Что же до Олега, то он сошел с небосклона Милы так же неожиданно, как и взошел на него. Он быстро понял, что главное препятствие в их с Милой отношениях – ее сын Мирон, который становился агрессивным и истеричным всякий раз, когда Олег приходил к ним в дом или встречался на улице. «На тебе я бы женился с радостью. Но твой сын всегда будет стоять между нами. А вместе с ним и твой муж. Я не готов к этому», – сказал Олег и ушел из ее жизни. Мила не страдала. Она разучилась страдать. Она научилась считать женские страдания глупостью чистейшей. Ее душа вскоре адаптировалась к новым условиям жизни – со ставшим ненавистным человеком в статусе мужа-квартиранта, с сыном, который вел как натуральный оторвыш, к жизни без любви, без понимания. «Что ж, буду пробиваться сама! Мы еще посмотрим, ху из ху!».


ХХХ


… Оценив в зеркале морщины – свидетельниц этого самого пробивания, Мила тяжело вздохнула. Нет, думать об этом нельзя. Потом. Сейчас у нее в гостях любимый мужчина – Валерий, от одной мысли о котором у нее кружилась голова. «Господи, как же сильно я на него подсела!» – подумала Мила, запуская руку в карман любимого.

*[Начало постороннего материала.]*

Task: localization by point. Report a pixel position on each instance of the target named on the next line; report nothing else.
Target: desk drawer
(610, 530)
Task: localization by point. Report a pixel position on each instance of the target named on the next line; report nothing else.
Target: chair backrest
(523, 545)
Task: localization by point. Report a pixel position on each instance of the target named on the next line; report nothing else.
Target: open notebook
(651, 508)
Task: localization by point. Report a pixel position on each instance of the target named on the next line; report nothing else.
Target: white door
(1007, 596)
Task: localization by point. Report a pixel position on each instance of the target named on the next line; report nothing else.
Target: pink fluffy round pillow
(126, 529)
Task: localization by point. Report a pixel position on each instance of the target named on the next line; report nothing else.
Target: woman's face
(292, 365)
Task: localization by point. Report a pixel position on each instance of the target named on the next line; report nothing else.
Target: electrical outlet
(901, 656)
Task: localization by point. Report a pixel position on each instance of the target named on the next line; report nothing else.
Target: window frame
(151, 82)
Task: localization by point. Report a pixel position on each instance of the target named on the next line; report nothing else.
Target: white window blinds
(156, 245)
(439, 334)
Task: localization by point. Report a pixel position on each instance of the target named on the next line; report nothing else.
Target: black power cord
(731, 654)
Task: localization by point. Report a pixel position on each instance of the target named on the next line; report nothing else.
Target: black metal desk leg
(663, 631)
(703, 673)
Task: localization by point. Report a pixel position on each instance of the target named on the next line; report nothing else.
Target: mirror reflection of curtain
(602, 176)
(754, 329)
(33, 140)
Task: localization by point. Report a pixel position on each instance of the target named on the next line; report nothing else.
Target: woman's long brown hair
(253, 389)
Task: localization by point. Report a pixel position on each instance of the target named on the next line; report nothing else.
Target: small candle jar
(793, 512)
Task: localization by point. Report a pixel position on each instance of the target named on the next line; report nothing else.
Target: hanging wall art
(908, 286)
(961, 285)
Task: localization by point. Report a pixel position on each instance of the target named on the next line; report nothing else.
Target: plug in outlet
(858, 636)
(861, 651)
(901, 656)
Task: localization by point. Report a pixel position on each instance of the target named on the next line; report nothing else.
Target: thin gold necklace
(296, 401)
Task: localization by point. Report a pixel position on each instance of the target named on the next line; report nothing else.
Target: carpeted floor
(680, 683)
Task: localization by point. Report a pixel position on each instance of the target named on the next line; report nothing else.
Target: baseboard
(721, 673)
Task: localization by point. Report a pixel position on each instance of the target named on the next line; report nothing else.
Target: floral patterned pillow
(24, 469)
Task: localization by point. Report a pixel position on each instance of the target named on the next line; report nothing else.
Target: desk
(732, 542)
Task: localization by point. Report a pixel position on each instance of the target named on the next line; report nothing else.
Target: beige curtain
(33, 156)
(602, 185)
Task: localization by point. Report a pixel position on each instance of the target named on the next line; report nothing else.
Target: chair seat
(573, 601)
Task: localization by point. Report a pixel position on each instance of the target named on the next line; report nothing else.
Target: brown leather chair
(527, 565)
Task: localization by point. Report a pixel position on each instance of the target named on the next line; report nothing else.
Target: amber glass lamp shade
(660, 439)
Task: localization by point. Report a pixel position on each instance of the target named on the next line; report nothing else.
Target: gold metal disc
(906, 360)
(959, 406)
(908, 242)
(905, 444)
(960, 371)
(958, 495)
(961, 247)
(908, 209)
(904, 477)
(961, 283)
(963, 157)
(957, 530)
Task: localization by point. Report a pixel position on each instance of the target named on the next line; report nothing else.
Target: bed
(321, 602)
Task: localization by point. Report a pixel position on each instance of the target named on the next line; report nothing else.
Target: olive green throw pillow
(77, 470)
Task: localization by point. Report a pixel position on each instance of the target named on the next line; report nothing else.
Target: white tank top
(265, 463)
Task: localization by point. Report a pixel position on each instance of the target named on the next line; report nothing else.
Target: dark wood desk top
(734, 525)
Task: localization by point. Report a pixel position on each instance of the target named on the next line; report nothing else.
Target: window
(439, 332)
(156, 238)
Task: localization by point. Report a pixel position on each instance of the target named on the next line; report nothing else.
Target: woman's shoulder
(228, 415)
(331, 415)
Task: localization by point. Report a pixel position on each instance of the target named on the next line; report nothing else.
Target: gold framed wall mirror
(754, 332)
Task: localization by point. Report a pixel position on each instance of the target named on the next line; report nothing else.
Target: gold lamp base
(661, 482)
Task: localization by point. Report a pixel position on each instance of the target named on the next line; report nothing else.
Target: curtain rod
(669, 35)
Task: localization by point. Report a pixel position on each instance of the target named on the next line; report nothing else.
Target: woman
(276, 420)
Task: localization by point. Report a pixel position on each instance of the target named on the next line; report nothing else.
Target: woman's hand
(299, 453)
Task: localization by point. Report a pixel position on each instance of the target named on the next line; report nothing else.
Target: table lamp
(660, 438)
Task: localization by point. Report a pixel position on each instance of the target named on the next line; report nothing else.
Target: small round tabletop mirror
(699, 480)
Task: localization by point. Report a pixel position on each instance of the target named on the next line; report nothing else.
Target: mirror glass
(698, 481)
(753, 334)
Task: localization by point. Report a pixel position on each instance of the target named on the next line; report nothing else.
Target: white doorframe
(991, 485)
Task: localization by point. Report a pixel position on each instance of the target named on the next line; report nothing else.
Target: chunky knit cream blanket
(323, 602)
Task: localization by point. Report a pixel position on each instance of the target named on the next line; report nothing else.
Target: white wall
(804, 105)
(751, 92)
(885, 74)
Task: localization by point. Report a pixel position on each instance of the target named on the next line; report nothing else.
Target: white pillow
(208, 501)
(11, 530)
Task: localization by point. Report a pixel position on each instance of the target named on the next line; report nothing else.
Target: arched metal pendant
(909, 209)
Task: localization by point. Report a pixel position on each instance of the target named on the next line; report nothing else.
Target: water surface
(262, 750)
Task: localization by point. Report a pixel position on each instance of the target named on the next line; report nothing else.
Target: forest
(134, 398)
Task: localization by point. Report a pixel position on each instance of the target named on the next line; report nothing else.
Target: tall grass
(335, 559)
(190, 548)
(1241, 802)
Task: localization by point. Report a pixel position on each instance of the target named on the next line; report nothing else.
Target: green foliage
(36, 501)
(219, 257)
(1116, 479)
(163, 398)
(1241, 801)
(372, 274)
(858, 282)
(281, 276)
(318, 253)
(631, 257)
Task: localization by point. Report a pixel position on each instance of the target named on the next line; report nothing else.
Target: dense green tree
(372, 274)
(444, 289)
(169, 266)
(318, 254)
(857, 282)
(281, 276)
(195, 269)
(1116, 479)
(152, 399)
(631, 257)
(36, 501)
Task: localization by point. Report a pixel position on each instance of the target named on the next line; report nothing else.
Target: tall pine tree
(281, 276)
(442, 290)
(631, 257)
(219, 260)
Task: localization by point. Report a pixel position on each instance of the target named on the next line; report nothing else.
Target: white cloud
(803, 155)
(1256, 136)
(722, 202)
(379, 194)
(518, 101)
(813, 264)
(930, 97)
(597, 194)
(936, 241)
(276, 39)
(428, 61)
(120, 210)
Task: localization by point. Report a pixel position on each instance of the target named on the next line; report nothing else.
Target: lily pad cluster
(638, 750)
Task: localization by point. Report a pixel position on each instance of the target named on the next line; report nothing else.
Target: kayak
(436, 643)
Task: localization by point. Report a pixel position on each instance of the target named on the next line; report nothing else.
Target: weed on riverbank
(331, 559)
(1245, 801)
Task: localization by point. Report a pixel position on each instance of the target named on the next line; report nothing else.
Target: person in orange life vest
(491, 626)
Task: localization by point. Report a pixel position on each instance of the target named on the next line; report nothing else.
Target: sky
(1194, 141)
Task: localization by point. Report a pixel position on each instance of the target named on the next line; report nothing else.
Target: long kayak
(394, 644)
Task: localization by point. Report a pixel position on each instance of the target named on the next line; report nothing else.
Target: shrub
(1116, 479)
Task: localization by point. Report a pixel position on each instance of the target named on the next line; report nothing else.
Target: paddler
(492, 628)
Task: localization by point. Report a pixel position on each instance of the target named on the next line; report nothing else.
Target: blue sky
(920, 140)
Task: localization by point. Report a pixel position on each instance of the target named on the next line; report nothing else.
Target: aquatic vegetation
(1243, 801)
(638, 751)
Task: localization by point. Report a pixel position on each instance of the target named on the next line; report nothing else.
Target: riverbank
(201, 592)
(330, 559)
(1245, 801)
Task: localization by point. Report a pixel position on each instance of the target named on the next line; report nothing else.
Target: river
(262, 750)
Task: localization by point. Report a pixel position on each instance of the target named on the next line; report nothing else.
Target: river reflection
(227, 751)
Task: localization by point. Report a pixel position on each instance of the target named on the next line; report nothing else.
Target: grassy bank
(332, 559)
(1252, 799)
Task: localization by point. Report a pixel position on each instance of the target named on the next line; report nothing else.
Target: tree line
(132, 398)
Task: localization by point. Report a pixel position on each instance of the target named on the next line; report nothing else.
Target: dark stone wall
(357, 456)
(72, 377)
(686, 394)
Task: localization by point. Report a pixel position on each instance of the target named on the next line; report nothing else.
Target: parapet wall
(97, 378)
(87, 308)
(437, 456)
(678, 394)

Что она хотела там найти? Ничего. Ею просто двигал страх упустить, проглядеть что-нибудь чрезвычайно важное, что может изменить, сломать ее жизнь. Она понимала, что эта болезненная привычка появилась у нее после ситуации с брюками мужа, но ничего поделать не могла. Более того, она ловила себя на том, что заглядывает в карманы не только мужа, сына и любовника – у нее появилось устойчивое желание нырять в столы, в личную электронную переписку сотрудников. Мила хотела знать все о подчиненных. И это ей во многом удавалось. Оправдывала она свои действия тем, что созданный бизнес ей безумно дорог, что она не имеет права по глупости, по отсутствию информации или по несвоевременному реагированию разрушить его. Оправдание казалось Миле столь весомым, ну просто жизненно важным, что она совсем перестала стесняться этой своей особенности. И если бы ее кто-нибудь застал за столь постыдным занятием, она бы выдала такую теорию, что этот кто-нибудь перед ней бы еще извинялся за то, что помешал процессу досмотра своих же личных вещей.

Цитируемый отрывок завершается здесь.